I beg to move, "That the Clause be read a Second time."

It is difficult to deal with this by no means unimportant new Clause. The purpose of it is to make quite certain where the onus of proof lies in the event of a disputed claim for compensation. I think it goes to the root of the practical working of the Bill. Suppose that damage has occurred to a house in a mining area, for example, that its roof has fallen in, that a crack has appeared in one of the walls, or that the ceiling has fallen down. That is the kind of thing which is by no means limited to mining areas. It is the sort of thing which might happen to any house in any part of the country.

What is quite certain is that, as soon as this Bill becomes an Act, those who reside in mining areas will, when something of that sort occurs, immediately put in a claim to the National Coal Board—and quite rightly. I do not blame them; I do not think anyone in any part of the House would blame them.
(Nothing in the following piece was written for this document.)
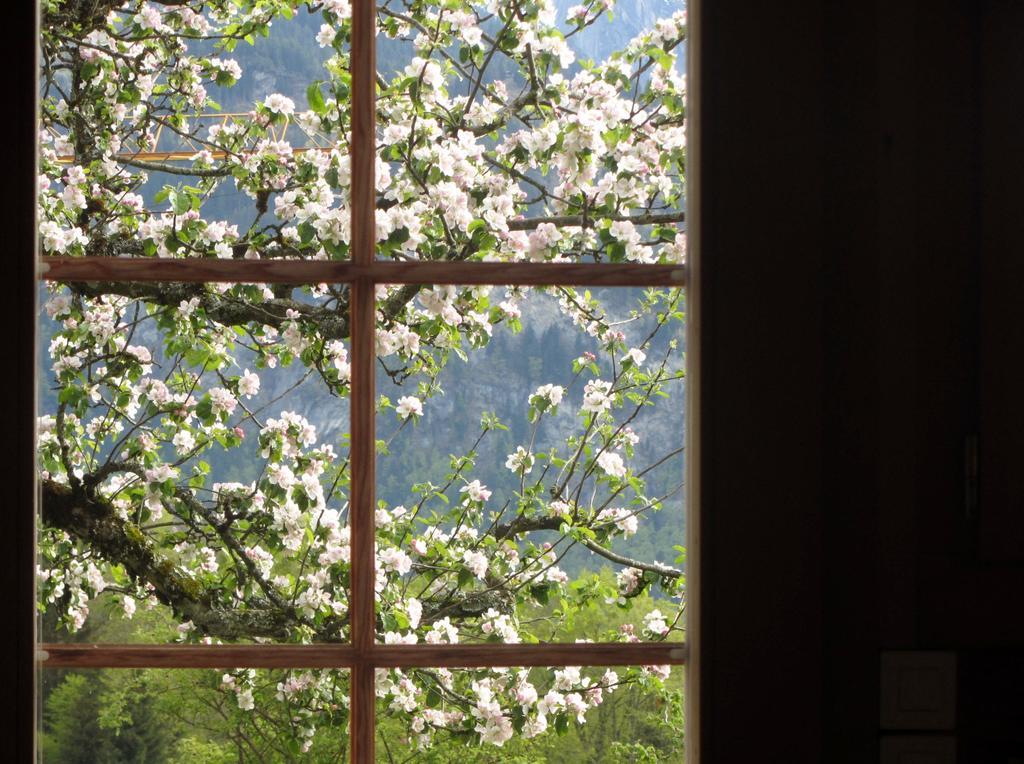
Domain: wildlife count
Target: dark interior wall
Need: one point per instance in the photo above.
(863, 174)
They will say, "They are working coal mines around here and there is damage to my house, so I will put in a claim." The owner will put in the claim and will, of course, have his house inspected by someone from the Coal Board.

I think that in a substantial proportion of cases the National Coal Board will dispute the claim. The case will then have to go to the county court, unless of course the owner of the house submits and withdraws his claim for compensation. The position in the county court will be that we have humble John Smith, probably a miner with no great resources, versus the National Coal Board, one of the largest and wealthiest undertakings in the world. The claim will be for no very considerable sum to the National Coal Board but for what may be a very considerable sum to the individual.

Mr. Bracken

And the Coal Board will have the Attorney-General and the Lord Advocate to speak for them.

Sir H. Lucas-Tooth

John Smith will have no information whatever, except the general information available to those who live in the district, about what the Coal Board are doing. He will know of course, that coal is being worked in the neighbourhood, but he will have no precise knowledge of where it is being worked, and he may have some difficulty in obtaining the information. The Coal Board, on the other hand, will have all the information available, besides its vast financial resources.

In those circumstances we must load the balance properly. We must see that the organisation which has all the money and all the knowledge cannot just sit tight and say to John Smith, "You make out your case"; because the position under the Bill as it is drafted is that John Smith will be the plaintiff——

It being Ten o'Clock, The CHAIRMAN left the Chair to report Progress and ask leave to sit again.

Committee report Progress; to sit again Tomorrow.